The TA will be in the computer labs and I will be in E1-141 to help you with your CAD drawings for your Bioinspired Design.
Continuous Servos If your design requires a continuous servo, then please take a look at the following instructions on how to modify your servo. Be aware that it is impossible to sync two continuous servos together. For example, if you designed a robot with two continuous servos that control two legs, the legs would eventually become out of sync with each other. Save yourself some trouble and use a single servo with a mechanical linkage.
  1.  Remove the back cover as shown in Fig. 3 by loosening all four screws.
  2. Move the circuit board out of the way.
  3. There is another small screw in there that holds the potentiometer in place. The potentiometer provides position feedback on the location of the output shaft. We need to get rid of the potentiometer so that the microprocessor in the servo thinks the shaft is not moving. Remove the screw.

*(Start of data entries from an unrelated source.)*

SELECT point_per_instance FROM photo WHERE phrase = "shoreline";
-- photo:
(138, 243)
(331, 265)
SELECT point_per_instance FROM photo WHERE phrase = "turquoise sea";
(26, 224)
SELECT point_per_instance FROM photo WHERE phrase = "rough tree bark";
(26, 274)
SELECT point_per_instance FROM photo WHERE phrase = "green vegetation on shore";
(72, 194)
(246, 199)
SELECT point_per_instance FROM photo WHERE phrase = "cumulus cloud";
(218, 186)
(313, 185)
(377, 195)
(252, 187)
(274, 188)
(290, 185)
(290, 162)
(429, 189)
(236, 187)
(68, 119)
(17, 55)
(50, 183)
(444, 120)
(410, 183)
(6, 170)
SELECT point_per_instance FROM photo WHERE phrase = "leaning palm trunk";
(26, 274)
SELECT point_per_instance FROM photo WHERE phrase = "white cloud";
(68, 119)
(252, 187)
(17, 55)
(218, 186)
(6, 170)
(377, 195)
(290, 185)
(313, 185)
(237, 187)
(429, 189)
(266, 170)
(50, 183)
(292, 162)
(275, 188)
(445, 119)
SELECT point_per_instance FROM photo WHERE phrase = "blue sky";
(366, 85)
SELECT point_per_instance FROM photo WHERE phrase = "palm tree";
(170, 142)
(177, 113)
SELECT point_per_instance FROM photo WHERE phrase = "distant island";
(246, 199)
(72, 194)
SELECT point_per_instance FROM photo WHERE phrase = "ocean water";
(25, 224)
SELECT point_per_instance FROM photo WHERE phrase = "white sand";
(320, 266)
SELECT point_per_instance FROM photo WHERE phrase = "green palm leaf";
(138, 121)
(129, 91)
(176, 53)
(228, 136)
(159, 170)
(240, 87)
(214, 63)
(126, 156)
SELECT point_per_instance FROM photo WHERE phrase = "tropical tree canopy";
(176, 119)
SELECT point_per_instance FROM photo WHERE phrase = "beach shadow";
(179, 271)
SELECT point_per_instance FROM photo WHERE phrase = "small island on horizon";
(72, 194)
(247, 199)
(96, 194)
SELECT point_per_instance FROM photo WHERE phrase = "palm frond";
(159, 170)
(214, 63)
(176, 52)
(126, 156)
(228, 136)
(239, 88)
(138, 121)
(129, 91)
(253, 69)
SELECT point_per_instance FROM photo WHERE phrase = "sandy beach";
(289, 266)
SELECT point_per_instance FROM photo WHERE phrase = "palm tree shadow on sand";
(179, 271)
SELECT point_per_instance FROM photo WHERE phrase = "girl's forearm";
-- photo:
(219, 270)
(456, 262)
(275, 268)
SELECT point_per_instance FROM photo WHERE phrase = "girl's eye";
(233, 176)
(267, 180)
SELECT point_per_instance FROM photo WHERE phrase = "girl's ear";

  4. Pull out the potentiometer.
  5. Pull off the gear cover.
  6. There will be a small protrusion on the gear where the screwdriver is pointing in Fig. 4. Remove that with a Dremel. Be sure to get all of it. If you don’t, the gears will bind.
  7. Replace the gear cover, but don’t replace the potentiometer yet. Plug in your servo to the Arduino and command it to go to 90. Now play with the potentiometer. You should be able to adjust the potentiometer so that there is no motion in the servo. That is your zero point.
  8. You can do a few different things now. You can drop a bit of hot glue on the potentiometer to keep it in place. You could then stuff it in upside down in the servo or have it dangling outside the servo. You could cut off the top of the potentiometer and put it back in the correct way. You could completely remove the potentiometer and replace it with a fixed resistor. Your choice.
  9. Wrap a piece of tape around or otherwise mark the servo to indicate that it is a continuous servo.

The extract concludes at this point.